19 Eylül 2015 Cumartesi



                                           BUKRE
                   
                         KAHRAMAN TAZEOĞLU


        Yazmayalı baya uzun olmuş. Biriken kitaplarımdan biri Bukre.
   
       Küçük bir hikaye ve denemelerden oluşuyor kitabımız. İlk hikayemizin karakterinin adı Bukre kitaba da adını vermiş durumda. Diğer ayrıntılara geçersek 304 sayfadan oluşuyor.

     Bukre benim için okunması çok zaman alan bir kitap oldu. Aşk kitabı olmasından mıdır nedir bir türlü sevemedim kendisini. Halbuki elimden hiç bırakmayacağımı düşünerek okumaya başladım ama sonuç kocaman bir hüsran oldu. Tam bir ayımı aldı...

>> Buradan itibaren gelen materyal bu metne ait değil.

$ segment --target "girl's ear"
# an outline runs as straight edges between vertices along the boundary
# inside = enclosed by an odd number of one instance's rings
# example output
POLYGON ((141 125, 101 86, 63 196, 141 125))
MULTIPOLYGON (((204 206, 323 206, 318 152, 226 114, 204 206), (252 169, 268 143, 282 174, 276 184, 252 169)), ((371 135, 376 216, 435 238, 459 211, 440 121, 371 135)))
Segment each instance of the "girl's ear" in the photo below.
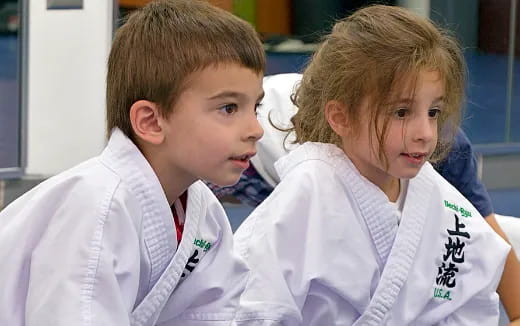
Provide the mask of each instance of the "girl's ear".
POLYGON ((157 104, 139 100, 130 107, 130 123, 135 136, 146 143, 159 145, 164 141, 161 114, 157 104))
POLYGON ((348 134, 350 128, 345 104, 336 100, 328 101, 325 104, 325 118, 332 130, 340 137, 348 134))

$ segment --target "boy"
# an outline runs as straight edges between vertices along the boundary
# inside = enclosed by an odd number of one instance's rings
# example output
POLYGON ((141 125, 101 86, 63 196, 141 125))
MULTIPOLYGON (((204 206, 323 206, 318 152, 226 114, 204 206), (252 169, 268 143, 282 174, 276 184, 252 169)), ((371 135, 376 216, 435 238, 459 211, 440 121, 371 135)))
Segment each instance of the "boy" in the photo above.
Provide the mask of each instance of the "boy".
POLYGON ((249 166, 264 65, 253 28, 207 3, 132 14, 108 61, 106 149, 0 213, 0 325, 233 319, 247 268, 198 180, 249 166))

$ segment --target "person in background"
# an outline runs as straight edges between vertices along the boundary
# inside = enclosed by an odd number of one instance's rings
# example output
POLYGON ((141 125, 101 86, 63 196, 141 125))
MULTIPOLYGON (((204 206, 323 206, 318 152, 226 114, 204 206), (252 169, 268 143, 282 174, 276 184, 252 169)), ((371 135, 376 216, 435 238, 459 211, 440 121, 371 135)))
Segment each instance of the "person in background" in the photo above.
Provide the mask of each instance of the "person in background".
MULTIPOLYGON (((292 128, 290 119, 296 114, 298 108, 291 97, 301 77, 299 73, 264 77, 265 97, 257 110, 264 136, 258 142, 257 155, 252 158, 251 166, 244 171, 236 184, 218 187, 209 183, 219 199, 224 201, 238 199, 244 204, 256 207, 280 182, 274 164, 298 146, 292 143, 294 134, 287 134, 281 129, 292 128)), ((447 157, 433 164, 433 167, 475 206, 486 222, 502 238, 513 244, 498 286, 498 293, 511 320, 510 326, 520 326, 520 262, 515 254, 520 248, 520 220, 494 213, 491 198, 478 177, 477 165, 470 140, 462 129, 458 129, 447 157), (508 232, 502 230, 499 222, 509 226, 506 230, 508 232)))
POLYGON ((228 325, 248 269, 200 179, 249 165, 264 67, 254 29, 206 2, 133 12, 108 60, 105 150, 0 212, 0 325, 228 325))

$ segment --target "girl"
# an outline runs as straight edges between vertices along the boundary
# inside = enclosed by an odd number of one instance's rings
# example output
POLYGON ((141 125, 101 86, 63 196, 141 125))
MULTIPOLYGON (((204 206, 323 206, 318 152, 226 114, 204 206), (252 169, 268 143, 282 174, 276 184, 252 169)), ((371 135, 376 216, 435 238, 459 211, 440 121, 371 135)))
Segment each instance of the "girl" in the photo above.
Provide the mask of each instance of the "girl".
POLYGON ((338 22, 305 70, 301 144, 235 234, 239 325, 496 325, 509 246, 428 161, 449 149, 465 66, 388 6, 338 22))

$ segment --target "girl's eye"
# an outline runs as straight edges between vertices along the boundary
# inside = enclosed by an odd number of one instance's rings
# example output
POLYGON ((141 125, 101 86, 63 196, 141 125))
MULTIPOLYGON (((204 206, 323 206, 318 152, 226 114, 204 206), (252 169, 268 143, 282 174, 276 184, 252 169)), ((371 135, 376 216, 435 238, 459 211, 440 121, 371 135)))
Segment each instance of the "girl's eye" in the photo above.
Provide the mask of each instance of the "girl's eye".
POLYGON ((397 119, 404 119, 408 115, 408 109, 401 108, 394 111, 394 116, 397 119))
POLYGON ((428 117, 432 119, 437 119, 441 114, 441 110, 439 108, 433 108, 428 111, 428 117))
POLYGON ((255 104, 255 114, 258 114, 258 108, 264 105, 262 102, 255 104))
POLYGON ((236 104, 226 104, 221 106, 219 110, 225 114, 233 114, 238 110, 238 105, 236 104))

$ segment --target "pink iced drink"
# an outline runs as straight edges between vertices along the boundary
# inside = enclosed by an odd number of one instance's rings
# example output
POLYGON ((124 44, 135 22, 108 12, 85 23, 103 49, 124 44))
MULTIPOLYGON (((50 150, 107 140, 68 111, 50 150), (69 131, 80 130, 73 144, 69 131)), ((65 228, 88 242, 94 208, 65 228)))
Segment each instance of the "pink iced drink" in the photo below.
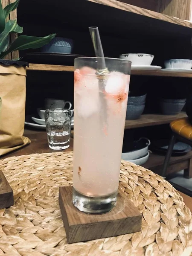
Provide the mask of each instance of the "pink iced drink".
POLYGON ((73 186, 100 197, 118 189, 130 76, 112 72, 99 88, 96 72, 75 71, 73 186))

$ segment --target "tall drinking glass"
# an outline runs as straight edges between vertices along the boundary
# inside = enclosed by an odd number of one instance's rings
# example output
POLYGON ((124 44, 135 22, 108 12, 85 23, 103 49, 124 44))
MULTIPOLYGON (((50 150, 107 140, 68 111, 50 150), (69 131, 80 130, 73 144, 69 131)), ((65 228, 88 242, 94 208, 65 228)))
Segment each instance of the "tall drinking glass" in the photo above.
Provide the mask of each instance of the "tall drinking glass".
POLYGON ((101 60, 75 59, 73 201, 89 213, 107 212, 116 204, 131 67, 105 58, 109 73, 102 75, 101 60))

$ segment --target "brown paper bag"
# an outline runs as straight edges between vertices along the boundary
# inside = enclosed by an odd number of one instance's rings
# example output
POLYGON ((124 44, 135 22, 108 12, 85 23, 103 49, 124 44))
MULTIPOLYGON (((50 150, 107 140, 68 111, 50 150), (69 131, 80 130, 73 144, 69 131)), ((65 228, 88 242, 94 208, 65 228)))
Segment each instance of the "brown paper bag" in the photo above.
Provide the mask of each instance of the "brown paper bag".
POLYGON ((0 65, 0 155, 30 143, 23 135, 26 100, 26 68, 0 65))

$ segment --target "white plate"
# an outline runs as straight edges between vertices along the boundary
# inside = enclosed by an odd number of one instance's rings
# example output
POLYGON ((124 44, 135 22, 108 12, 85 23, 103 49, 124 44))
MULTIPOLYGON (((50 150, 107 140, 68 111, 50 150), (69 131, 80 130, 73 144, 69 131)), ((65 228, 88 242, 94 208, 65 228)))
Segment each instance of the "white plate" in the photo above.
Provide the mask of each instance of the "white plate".
POLYGON ((141 157, 140 158, 138 158, 138 159, 134 159, 134 160, 129 160, 128 162, 133 163, 135 163, 137 165, 142 165, 143 164, 144 164, 147 162, 147 161, 148 160, 149 156, 149 152, 148 151, 146 156, 145 156, 143 157, 141 157))
MULTIPOLYGON (((31 116, 27 116, 25 117, 25 125, 29 126, 29 127, 32 127, 33 128, 36 128, 40 130, 46 130, 46 126, 45 125, 39 125, 38 124, 34 122, 31 116)), ((73 128, 74 127, 74 118, 72 117, 71 120, 71 128, 73 128)))
POLYGON ((173 72, 174 73, 192 73, 192 69, 184 69, 180 68, 162 68, 162 71, 173 72))
POLYGON ((38 124, 38 125, 45 125, 45 121, 44 119, 40 119, 39 118, 36 118, 32 116, 31 118, 32 120, 35 122, 35 123, 38 124))
POLYGON ((151 65, 131 65, 131 70, 150 70, 157 71, 161 69, 160 66, 151 66, 151 65))

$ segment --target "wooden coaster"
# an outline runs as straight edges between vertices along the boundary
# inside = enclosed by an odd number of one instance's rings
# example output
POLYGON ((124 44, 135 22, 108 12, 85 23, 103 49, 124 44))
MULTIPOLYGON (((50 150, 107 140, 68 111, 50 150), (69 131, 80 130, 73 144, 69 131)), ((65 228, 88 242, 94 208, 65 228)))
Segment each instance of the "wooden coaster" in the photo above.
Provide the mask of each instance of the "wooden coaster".
POLYGON ((13 190, 0 170, 0 209, 10 207, 14 204, 13 190))
POLYGON ((142 215, 120 190, 112 211, 94 215, 81 212, 74 206, 72 190, 71 186, 59 188, 59 205, 69 243, 140 231, 142 215))

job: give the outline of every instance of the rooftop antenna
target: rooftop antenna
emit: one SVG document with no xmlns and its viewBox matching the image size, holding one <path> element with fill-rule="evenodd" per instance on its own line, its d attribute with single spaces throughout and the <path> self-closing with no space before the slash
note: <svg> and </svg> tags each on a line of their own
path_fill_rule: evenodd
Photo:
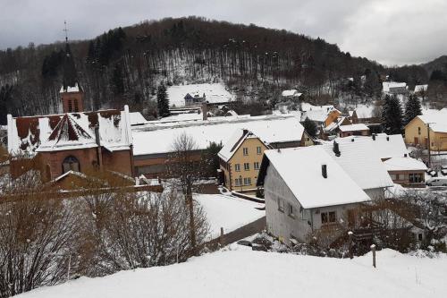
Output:
<svg viewBox="0 0 447 298">
<path fill-rule="evenodd" d="M 67 29 L 67 21 L 63 21 L 63 32 L 65 32 L 65 43 L 68 43 L 68 29 Z"/>
</svg>

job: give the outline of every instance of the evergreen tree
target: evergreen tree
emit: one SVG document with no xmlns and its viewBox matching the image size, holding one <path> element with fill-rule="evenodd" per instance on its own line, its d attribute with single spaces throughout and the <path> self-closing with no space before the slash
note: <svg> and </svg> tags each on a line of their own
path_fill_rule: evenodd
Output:
<svg viewBox="0 0 447 298">
<path fill-rule="evenodd" d="M 417 115 L 422 115 L 420 102 L 417 96 L 410 95 L 405 105 L 404 125 L 407 125 Z"/>
<path fill-rule="evenodd" d="M 112 74 L 112 89 L 114 95 L 122 95 L 124 93 L 124 81 L 122 77 L 122 69 L 120 64 L 116 64 Z"/>
<path fill-rule="evenodd" d="M 386 95 L 382 109 L 382 126 L 387 134 L 402 133 L 402 107 L 399 98 Z"/>
<path fill-rule="evenodd" d="M 304 120 L 303 122 L 303 126 L 306 132 L 308 132 L 308 134 L 311 138 L 313 139 L 316 138 L 316 132 L 318 129 L 316 123 L 312 120 L 310 120 L 309 118 L 306 118 L 306 120 Z"/>
<path fill-rule="evenodd" d="M 170 115 L 169 98 L 166 93 L 166 87 L 163 83 L 158 86 L 156 91 L 156 106 L 160 116 L 166 117 Z"/>
</svg>

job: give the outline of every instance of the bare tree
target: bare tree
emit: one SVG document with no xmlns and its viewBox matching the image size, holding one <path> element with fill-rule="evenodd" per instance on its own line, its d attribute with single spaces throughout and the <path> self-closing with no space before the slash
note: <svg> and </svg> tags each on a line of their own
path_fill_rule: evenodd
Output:
<svg viewBox="0 0 447 298">
<path fill-rule="evenodd" d="M 196 224 L 194 218 L 194 200 L 192 193 L 199 187 L 198 182 L 204 169 L 200 152 L 194 139 L 182 132 L 177 136 L 172 145 L 173 152 L 169 158 L 169 174 L 177 178 L 175 182 L 185 197 L 190 209 L 190 238 L 192 254 L 196 254 Z"/>
<path fill-rule="evenodd" d="M 70 277 L 79 217 L 76 202 L 41 195 L 38 175 L 3 179 L 0 201 L 0 297 L 9 297 Z"/>
</svg>

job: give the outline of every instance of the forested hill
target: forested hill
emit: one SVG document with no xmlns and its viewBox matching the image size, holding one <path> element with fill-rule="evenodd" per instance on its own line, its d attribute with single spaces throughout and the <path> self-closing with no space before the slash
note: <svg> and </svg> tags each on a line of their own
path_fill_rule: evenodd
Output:
<svg viewBox="0 0 447 298">
<path fill-rule="evenodd" d="M 70 47 L 91 109 L 125 103 L 139 109 L 161 82 L 223 81 L 262 100 L 288 87 L 333 93 L 342 79 L 384 72 L 321 38 L 198 17 L 146 21 Z M 8 112 L 57 111 L 63 56 L 61 43 L 0 51 L 1 122 Z"/>
</svg>

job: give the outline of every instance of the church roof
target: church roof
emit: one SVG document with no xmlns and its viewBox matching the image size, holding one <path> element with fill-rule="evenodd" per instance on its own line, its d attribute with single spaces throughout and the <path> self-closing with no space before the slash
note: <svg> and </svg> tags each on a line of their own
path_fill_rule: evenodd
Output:
<svg viewBox="0 0 447 298">
<path fill-rule="evenodd" d="M 8 115 L 8 151 L 34 156 L 36 152 L 96 147 L 110 151 L 129 149 L 132 144 L 131 120 L 124 111 L 69 113 L 26 117 Z"/>
</svg>

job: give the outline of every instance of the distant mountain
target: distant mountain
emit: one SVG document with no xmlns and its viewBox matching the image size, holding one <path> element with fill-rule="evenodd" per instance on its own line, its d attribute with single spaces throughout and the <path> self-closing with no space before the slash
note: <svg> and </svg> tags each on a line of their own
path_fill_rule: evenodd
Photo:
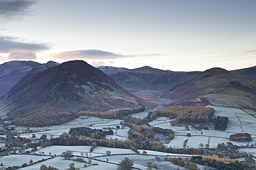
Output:
<svg viewBox="0 0 256 170">
<path fill-rule="evenodd" d="M 124 67 L 115 67 L 112 66 L 99 66 L 97 67 L 98 69 L 100 69 L 100 70 L 128 70 L 127 68 Z"/>
<path fill-rule="evenodd" d="M 55 61 L 49 61 L 46 63 L 42 64 L 40 66 L 56 66 L 60 65 L 59 63 L 57 63 Z"/>
<path fill-rule="evenodd" d="M 256 80 L 256 66 L 248 68 L 232 70 L 230 72 L 241 77 Z"/>
<path fill-rule="evenodd" d="M 10 90 L 33 67 L 40 65 L 40 63 L 31 61 L 12 61 L 0 65 L 0 96 Z"/>
<path fill-rule="evenodd" d="M 102 71 L 122 87 L 162 91 L 170 89 L 199 74 L 199 72 L 165 71 L 149 66 L 116 72 Z"/>
<path fill-rule="evenodd" d="M 40 123 L 38 115 L 50 122 L 52 115 L 63 116 L 64 123 L 80 111 L 138 108 L 137 99 L 102 71 L 84 61 L 72 61 L 34 67 L 0 98 L 0 113 L 16 125 L 26 125 L 28 120 Z"/>
<path fill-rule="evenodd" d="M 256 109 L 255 81 L 221 68 L 208 70 L 173 87 L 162 98 L 172 105 L 213 105 Z"/>
<path fill-rule="evenodd" d="M 0 65 L 0 97 L 7 93 L 33 67 L 57 65 L 59 63 L 54 61 L 42 65 L 32 61 L 12 61 Z"/>
</svg>

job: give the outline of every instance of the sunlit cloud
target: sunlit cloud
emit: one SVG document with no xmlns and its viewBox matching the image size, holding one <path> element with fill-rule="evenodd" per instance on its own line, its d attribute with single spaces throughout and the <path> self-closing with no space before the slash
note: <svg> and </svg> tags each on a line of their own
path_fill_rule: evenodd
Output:
<svg viewBox="0 0 256 170">
<path fill-rule="evenodd" d="M 57 59 L 113 59 L 125 56 L 99 50 L 81 50 L 66 52 L 58 52 L 48 54 L 51 58 Z"/>
<path fill-rule="evenodd" d="M 15 19 L 29 13 L 29 8 L 35 0 L 1 0 L 0 17 L 6 19 Z"/>
<path fill-rule="evenodd" d="M 46 43 L 24 41 L 16 37 L 0 36 L 0 53 L 9 54 L 7 59 L 33 60 L 37 59 L 36 52 L 49 49 Z"/>
<path fill-rule="evenodd" d="M 12 52 L 8 55 L 8 60 L 35 60 L 37 59 L 36 52 L 31 51 Z"/>
</svg>

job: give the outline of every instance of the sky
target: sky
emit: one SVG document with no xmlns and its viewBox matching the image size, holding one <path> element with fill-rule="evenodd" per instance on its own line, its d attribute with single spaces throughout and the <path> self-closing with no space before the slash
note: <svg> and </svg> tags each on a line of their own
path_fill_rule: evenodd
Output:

       Kitap çok basit bir dille yazılmış. Araya felsefi düşünceler katılmaya çalışılmış ama kitabı kurtarmaya yetmemiş. Yetmemiş çünkü cümleler oldukça sıradan Örneğin;
Selim Bukre'ye yavru kuşum derdi. Selim Bukre'ye şunu dedi. O dedi bu dedi. Onu severdi. Selim'in platonik aşkı vardı.  Selim kitap ayracı olarak hep Merve'nin resmini kullanırdı. "Ağabeyi arkasından bakıyordu kardeşinin. O hep kardeşinin arkasından bakardı." falan filan.
        Şöyle bir cümle benim çok dikkatimi çekti: Mekanın alkolsüz olması Selim ve Bukre'nin çok hoşuna gitmişti. Asla içki içmezlerdi,. Tam bir yeşilaycıydılar. Biraz okuyucuyu alkole karşı etkileme yada bilinçlendirme (!) var gibi. Kurgunun karakteriyle okuyucu kendini özdeşleştirse, okuyucu kesinlikle alkolü ve alkollü mekanı sevmeyecek.
Tamam aşk kitabı ama seviye de ilkokulda kalmış gibi o cümleler beni benden aldı. Bir ara çocuk kitabı okuduğumu düşünmeye başladım. Başka da yazacak bir şey bulamadım. Facia ötesi bir kitap.
   
        Üzgünüm belki yazmak benim haddime değil ama tam bir zaman kaybı.